Saturday, February 25, 2012


I was a vocal performance major in college and now I teach piano part-time.  Oddly, I do not post much about music.  I think it is because I see how much I do not know, yet I'm supposed to know this field.  I'd hate to steer someone wrong.  I normally post about things I am trying to learn.  I don't know why I feel less like a learner in music, but I do.  Ugh, the expert hat.  I despise it.

Also, I LOVE music and I cannot explain it.  I mean, I cannot explain music.  Oh, but I love it so much.  How can I talk about it?  There must be a way.

I teach a sol-fa class in our CM co-op.  I thought since I don't write much about music, I would post a couple of lessons I taught on vocal production.  The following info was taught in two parts.  I used The Sciences (physics portion) and Secrets of the Universe as well as my own vocal background to make the lesson plan.

These are narration questions.  I wanted to see how much the kids already knew.  After they explained what they knew (I was impressed), I cleared up misconceptions and filled gaps using the notes in italics.  After discussion, we did warm-ups and tried to feel our bodies working to produce music.

What is the difference between noise and music? 

If the vibrations of a voice, a violin or piano string--anything--come at even intervals, then they make a musical note. If they come irregularly, the sound is usually a mere noise. Music is pleasant to hear, and noise is not.  Each string vibrates regularly just so many times in a second, no more and no less. The middle C on a piano is a wire just long enough to vibrate 261 times every second, and all of its vibrations are alike.

How do we get high sounds and low sounds? 

The shorter a string is the quicker it vibrates, and you will notice that the highest notes of your piano come from the shortest strings. It is the same with drums; the small drums give the highest notes, the large drums the lowest.

How do our bodies make sound come out of the mouth?

We actually have a musical instrument in our bodies.  Inside our throats we have a frame called the larynx.  (Picture of throat anatomy.)  Sometimes it is called the voice box.  It houses the vocal folds.  (Picture of vocal folds.)  The vocal fold part looks sort of like a harp, with the folds being the strings in the middle.  The vocal folds get thicker or thinner to help us sing different pitches.  When we sing, we breathe out air through the vocal folds which makes them vibrate.  The folds move apart to let us breathe, and move closer together when we speak or sing.  Singing is forming the vocal folds-- "strings"-- into the right thickness and position so that the vibrations sound the correct pitch.
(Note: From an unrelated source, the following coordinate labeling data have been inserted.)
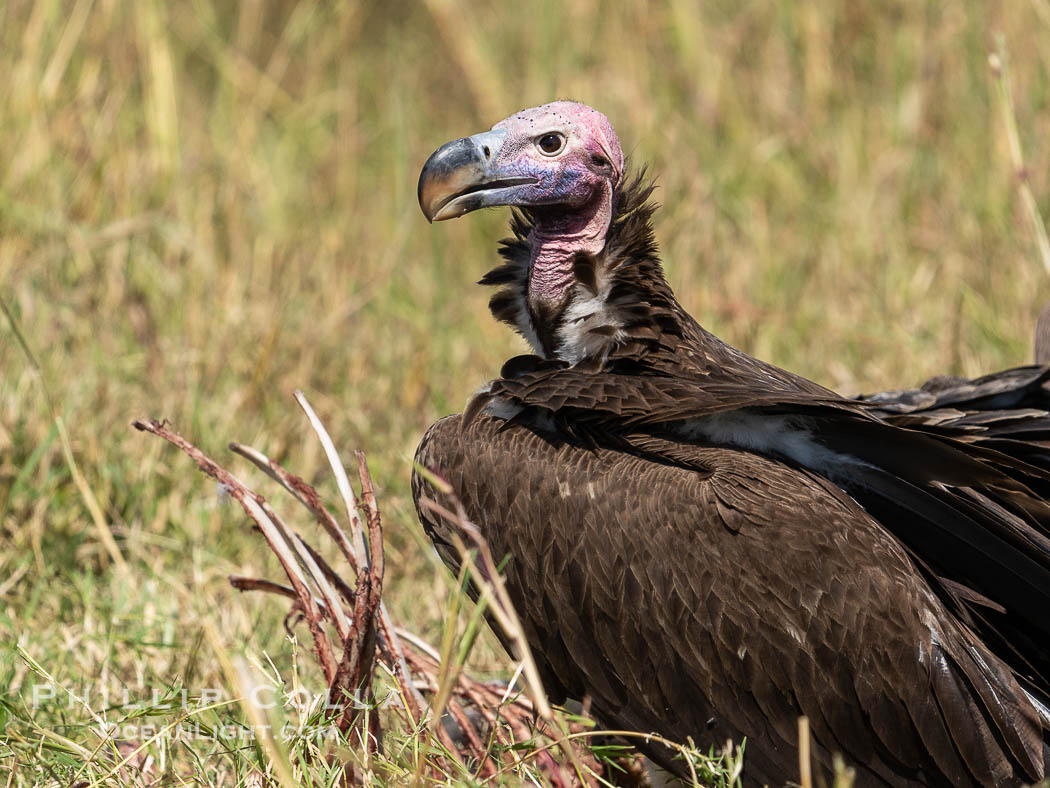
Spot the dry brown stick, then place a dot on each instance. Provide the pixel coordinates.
(251, 502)
(443, 735)
(356, 665)
(306, 494)
(320, 573)
(306, 558)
How do we make the vocal folds vibrate?

Below the rib cage we each have a muscle called the diaphragm.  (Picture of diaphragm muscle.)  When we move this muscle down, it removes pressure from our lungs, and they fill with air.  This should happen automatically.  When we sing, sometimes we think we need to force air into the lungs, but we do not.  Because nature abhors a vacuum, we really just need to open our mouths, open our lungs by lowering the diaphragm muscle, and the air will rush in.  Standing straight and tall while doing this also helps.  The shoulders should be relaxed.  They are on vacation do not need to help. :)  

Once we get a breath in this way, we let the air seep through the vocal folds, making the 'strings' of our 'harp' vibrate evenly.  We control how much air we let out with the diaphragm, which moves up and puts pressure on the lungs, causing air to flow out.  Because we are standing straight and tall, the lungs have plenty of room for air. We control how quickly or slowly the diaphragm moves up and releases the air through the vocal folds and out the mouth.  The air flows out of the lungs and into the throat, through the vocal folds (causing vibrations) and out the mouth.  Singing!

There is a bit more to it, of course, such as using the cavities in the head and the shape of the mouth, tongue, etc., to form proper tone and vowels/consonants.  But I haven't gotten that far with this class.


Tammy said...

Katie--don't sell yourself short! You are brilliant in music and this very succinct post proves that you are also a superb teacher with your clear conveyance of thoughts and endearing way of expression. I know your students have made you beam with their growth b/c I know some of them :)

I enjoyed glancing over "The Sciences" and it made me pine for the days we once enjoyed before technology so invaded our lifestyles. Ah, to recall the days free from our current encumbrances to just enjoy time spent out of doors, learning and playing both at the same time as well as renewing mind and spirit. How much healthier in every way we'd all be to live like that again. Thanks for the reminder! Love your posts!

Katie said...

Tammy, thank you for your sweet comment! I'm glad you enjoyed looking through The Sciences. I wish I knew enough about science to take that book, retain its spirit, and update the science.